The report was compiled by the IMS Institute for Healthcare Informatics for GPhA.
"The facts are irrefutable, generic drugs drive enormous health care savings," said Chip Davis, president and CEO of GPhA, in a release.
"This new report reinforces that generic drugs are a critical part of any solution to rising costs for patients, payers and for the entire healthcare system. Safe, effective and more affordable generic medicines mean increased access for the millions who rely on these life-saving therapies."

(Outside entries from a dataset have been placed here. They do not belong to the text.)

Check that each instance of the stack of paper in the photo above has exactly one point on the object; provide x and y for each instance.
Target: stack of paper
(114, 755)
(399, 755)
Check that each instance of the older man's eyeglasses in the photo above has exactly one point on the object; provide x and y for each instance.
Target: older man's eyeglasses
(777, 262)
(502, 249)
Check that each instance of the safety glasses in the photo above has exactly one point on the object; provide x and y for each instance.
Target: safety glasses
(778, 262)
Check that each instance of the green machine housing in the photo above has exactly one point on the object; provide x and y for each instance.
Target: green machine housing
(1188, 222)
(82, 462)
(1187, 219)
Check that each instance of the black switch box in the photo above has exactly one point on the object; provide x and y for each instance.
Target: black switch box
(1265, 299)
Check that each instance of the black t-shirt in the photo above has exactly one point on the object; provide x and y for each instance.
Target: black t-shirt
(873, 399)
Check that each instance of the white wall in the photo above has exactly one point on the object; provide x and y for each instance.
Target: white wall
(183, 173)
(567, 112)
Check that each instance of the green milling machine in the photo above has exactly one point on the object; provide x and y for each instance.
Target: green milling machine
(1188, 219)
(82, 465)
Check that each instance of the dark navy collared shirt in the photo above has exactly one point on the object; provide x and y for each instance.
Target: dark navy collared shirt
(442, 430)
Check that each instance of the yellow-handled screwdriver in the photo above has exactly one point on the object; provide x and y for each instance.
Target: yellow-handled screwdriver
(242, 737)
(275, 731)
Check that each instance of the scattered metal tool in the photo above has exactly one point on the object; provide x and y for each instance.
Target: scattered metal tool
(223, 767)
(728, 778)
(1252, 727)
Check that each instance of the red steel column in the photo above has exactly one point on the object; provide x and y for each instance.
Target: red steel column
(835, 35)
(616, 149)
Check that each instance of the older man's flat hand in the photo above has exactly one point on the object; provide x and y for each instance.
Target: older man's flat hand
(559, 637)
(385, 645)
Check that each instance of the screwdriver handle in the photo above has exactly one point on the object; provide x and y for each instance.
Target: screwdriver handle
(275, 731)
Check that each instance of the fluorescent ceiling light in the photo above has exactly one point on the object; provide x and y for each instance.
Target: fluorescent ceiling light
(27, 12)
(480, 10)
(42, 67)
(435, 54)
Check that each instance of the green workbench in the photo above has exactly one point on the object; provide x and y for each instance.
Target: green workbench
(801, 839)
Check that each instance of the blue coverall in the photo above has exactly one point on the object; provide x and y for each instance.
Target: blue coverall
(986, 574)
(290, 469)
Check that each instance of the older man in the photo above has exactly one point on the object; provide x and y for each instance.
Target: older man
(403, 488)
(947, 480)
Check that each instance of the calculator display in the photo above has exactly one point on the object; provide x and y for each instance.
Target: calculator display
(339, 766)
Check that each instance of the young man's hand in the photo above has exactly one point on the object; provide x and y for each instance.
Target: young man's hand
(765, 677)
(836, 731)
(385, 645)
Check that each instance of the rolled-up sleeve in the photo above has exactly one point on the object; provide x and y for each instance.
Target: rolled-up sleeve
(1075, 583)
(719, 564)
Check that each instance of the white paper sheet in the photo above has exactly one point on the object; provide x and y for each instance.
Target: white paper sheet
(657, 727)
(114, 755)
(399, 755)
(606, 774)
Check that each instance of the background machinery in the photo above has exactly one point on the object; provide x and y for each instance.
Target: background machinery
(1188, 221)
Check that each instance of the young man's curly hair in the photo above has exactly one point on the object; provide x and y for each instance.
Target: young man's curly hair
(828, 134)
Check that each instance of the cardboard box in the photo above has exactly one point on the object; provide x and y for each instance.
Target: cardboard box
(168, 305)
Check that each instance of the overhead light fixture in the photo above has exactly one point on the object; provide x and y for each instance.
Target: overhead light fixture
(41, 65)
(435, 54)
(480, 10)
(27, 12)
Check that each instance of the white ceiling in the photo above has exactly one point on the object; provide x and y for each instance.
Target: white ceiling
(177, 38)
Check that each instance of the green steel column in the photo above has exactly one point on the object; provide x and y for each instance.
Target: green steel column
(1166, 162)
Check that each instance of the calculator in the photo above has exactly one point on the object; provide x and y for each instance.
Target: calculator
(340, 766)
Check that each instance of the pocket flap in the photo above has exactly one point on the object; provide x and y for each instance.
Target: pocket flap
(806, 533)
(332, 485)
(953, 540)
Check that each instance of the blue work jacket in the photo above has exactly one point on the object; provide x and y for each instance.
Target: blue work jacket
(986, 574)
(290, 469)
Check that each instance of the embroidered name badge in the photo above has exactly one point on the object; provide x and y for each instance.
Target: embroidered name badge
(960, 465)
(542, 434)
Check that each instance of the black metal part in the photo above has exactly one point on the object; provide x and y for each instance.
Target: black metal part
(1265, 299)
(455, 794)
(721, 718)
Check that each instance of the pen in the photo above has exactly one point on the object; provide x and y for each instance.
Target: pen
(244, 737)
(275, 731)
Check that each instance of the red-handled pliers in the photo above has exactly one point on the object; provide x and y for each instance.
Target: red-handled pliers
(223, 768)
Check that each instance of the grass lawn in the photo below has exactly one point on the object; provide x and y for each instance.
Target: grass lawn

Other key findings in the report showed that 3.8 billion generic prescriptions comprised 88% of drugs dispensed in the U.S., but accounted for only 28% of the drug costs.
The report also showed the country's federal Medicare system saved $76.1 billion in 2014 by using generics and the state level Medicaid system saved $33.5 billion in 2014 with the highest per capita Medicaid savings being in Kentucky, West Virginia, Maine, Rhode Island and Massachusetts.
The report found that the most savings from generic drugs were in mental health ($38 billion), hypertension ($27.9 billion) and cholesterol ($26.8 billion) treatments.
"GPhA will continue advocating for efforts that grow savings and eliminate barriers to patient access," Davis said in the release.
"As policymakers look for solutions to rising healthcare costs, we look forward to working with Congress, the FDA, the patient and provider communities, and stakeholders from all corners of the supply chain to embrace policies that support generic manufacturers' ability to provide this remarkable level of savings."